KAMPALA, 1 December (IRIN) - A military tribunal has been appointed to probe allegations of abuses by Ugandan soldiers during a forced disarmament programme in which 55 people, including women and children, were killed, a senior official said on Friday.

"The chief of defence forces has appointed a board of inquiry to investigate reported mistakes during operations," the Defence Minister, Crispus Kiyonga, told a news conference in the capital, Kampala. To headed by an army Colonel, the board will include legal officers in the army, he added.

In an apparent acceptance that the military was responsible for some of the abuses highlighted by the United Nations High Commissioner for Human Rights, Kiyonga said measures were being put in place to improve discipline in the army, adding that more troops were being deployed to the area. "In order to limit unintended damage to the population and their property, measures are being taken to tighten the discipline in the troops in the region," he said.

The UN High Commissioner for Human Rights, Louise Arbour, said in a report last week that investigations had uncovered evidence of abuses, including summary executions, arbitrary arrests, torture and rape, and asked the Ugandan authorities to halt operations. The UN Children's Fund (Unicef) also called for restraint after reports of continued violence in the region.

"In addition to the immediate threat of bodily harm and death, violence can exert a cumulative toll on entire communities," Unicef Country Representative Martin Mogwanja said in a statement on Thursday. "Violence can keep children out of school and rob them of the chance to fulfil their potential. Multiplied many times over, violence robs the community of its potential for development."
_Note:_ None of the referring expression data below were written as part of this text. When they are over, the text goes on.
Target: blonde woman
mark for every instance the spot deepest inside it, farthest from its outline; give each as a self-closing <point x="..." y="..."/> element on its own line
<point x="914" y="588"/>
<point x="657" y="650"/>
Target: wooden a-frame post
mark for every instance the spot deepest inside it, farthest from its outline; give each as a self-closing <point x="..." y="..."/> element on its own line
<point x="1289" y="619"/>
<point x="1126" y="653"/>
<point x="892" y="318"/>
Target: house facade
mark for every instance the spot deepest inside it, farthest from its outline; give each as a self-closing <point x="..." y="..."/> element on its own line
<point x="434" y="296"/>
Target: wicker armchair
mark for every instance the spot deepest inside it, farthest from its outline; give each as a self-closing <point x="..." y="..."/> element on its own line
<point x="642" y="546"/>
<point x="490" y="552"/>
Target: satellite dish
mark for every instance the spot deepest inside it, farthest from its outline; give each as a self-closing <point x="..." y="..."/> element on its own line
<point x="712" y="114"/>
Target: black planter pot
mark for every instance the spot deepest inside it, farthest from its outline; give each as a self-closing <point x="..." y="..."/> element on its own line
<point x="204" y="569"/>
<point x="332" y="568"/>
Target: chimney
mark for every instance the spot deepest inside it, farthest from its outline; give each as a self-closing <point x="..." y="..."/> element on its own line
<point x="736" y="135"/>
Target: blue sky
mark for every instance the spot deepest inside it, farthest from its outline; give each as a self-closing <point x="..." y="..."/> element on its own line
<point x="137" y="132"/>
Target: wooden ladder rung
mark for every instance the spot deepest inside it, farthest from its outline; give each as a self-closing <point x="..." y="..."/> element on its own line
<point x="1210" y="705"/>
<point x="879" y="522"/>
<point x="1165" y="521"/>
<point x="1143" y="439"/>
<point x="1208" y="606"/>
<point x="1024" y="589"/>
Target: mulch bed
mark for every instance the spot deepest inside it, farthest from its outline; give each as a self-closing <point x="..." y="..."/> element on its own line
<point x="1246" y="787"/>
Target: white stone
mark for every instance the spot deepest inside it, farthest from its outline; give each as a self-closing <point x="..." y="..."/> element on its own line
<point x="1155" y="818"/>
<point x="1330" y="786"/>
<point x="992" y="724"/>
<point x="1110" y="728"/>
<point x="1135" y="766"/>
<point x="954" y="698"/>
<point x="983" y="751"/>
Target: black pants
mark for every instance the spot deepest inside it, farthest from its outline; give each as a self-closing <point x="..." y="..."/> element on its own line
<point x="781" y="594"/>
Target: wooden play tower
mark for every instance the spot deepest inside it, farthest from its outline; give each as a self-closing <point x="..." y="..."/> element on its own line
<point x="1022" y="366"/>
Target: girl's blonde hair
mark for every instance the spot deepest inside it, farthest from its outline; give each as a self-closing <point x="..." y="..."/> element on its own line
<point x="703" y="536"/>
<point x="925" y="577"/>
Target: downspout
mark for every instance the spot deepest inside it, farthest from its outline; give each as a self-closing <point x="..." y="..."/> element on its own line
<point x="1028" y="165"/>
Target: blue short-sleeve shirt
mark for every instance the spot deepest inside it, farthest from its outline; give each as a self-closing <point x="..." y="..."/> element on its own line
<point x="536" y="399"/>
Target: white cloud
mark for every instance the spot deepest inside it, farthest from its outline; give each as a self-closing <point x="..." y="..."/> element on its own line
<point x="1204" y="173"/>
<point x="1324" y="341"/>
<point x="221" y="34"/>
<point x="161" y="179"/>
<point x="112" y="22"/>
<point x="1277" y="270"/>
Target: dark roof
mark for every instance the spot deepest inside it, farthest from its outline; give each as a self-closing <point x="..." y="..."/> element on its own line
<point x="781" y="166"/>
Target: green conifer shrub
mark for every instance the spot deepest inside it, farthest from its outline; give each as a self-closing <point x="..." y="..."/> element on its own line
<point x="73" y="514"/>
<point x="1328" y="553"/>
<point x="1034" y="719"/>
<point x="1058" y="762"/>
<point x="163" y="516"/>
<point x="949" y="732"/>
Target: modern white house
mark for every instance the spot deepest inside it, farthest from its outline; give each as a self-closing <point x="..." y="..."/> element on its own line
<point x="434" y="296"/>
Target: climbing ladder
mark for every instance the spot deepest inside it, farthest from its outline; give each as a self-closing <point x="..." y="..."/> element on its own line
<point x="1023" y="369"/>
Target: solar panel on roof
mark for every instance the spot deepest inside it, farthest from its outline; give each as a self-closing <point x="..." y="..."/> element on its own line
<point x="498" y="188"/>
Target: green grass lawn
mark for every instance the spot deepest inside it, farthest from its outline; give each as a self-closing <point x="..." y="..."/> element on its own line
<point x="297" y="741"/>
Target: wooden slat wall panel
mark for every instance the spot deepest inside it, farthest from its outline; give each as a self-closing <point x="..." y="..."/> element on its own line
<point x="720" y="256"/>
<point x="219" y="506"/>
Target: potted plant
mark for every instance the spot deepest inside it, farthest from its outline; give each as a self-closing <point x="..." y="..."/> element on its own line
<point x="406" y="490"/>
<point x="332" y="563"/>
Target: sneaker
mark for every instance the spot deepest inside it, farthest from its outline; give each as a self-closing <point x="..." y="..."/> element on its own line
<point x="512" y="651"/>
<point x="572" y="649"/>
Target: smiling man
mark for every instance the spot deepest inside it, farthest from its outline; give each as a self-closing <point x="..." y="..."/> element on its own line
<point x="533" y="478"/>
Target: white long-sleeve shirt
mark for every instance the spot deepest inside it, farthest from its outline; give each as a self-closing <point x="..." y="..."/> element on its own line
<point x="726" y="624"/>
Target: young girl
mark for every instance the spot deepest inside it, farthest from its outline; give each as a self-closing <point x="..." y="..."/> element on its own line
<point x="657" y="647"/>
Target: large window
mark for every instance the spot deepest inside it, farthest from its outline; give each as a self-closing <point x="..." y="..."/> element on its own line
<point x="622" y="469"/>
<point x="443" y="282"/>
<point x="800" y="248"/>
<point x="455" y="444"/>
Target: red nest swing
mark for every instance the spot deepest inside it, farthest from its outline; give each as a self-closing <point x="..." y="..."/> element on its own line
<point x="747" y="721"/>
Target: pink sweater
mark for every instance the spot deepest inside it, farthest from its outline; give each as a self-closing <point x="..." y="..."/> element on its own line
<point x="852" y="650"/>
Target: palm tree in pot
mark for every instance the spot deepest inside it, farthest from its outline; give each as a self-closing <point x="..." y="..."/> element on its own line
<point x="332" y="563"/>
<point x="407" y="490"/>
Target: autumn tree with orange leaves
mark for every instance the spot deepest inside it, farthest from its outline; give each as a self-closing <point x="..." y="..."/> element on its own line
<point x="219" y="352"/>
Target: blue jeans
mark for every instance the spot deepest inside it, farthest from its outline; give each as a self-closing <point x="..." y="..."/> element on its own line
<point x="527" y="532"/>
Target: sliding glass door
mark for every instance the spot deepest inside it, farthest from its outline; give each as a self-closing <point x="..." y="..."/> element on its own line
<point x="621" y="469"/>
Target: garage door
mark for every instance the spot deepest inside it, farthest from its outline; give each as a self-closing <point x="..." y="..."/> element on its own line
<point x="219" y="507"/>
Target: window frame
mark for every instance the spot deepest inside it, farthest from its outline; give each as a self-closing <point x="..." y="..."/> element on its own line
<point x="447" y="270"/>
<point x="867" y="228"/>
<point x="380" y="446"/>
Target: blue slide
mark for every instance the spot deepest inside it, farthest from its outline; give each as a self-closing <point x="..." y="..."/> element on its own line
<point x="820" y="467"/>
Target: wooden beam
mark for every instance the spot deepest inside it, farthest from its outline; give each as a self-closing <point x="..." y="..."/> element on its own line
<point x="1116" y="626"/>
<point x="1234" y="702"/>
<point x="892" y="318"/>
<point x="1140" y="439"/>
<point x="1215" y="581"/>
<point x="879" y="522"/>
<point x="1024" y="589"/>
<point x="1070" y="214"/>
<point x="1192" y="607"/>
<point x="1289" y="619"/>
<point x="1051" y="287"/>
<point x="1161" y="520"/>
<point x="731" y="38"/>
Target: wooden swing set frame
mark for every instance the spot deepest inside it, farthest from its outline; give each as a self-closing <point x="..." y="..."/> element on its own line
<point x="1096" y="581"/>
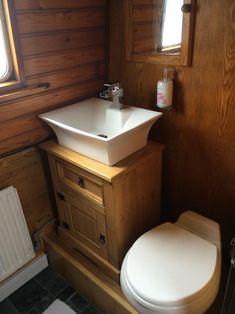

Mogwanja's appeal was the latest UN call for restraint in the disarmament campaign being conducted against Karamojong warriors in the northeastern region.

Kiyonga said a militia group involved in a bloody clash that resulted in the killing of about 20 government soldiers, triggering what was said to be retaliatory attacks by the army, had been disbanded.

"The LDUs [local defence units] that were part of the force involved in the operation in Lupuyo on 29 and 30 October have been dissolved," he said, maintaining that the forceful disarmament was needed to restore order in the lawless area, which is rife with banditry and cattle rustling.

The head of the army, Gen Aronda Nyakairima, said up to 88 warriors had been arrested and would be brought before a military court charged with illegal possession of fire-arms. Nyakairima, however, said the operation was under pressure from the proliferation of arms in the region, which originated outside the country.

"In Somalia, there is a kind of an arms factory, not in terms of manufacturing," he said adding that joint cross-border efforts would be needed to solve the problem.

Karamoja is the least developed area of Uganda and its residents, mainly the Karamojong, have a history of antagonism towards the government. Recently they accused the government of trying to leave them defenceless against rival tribes through the disarmament scheme. The military says the programme had been a success, collecting about 3,500 guns, many of them assault rifles, since it was launched in May.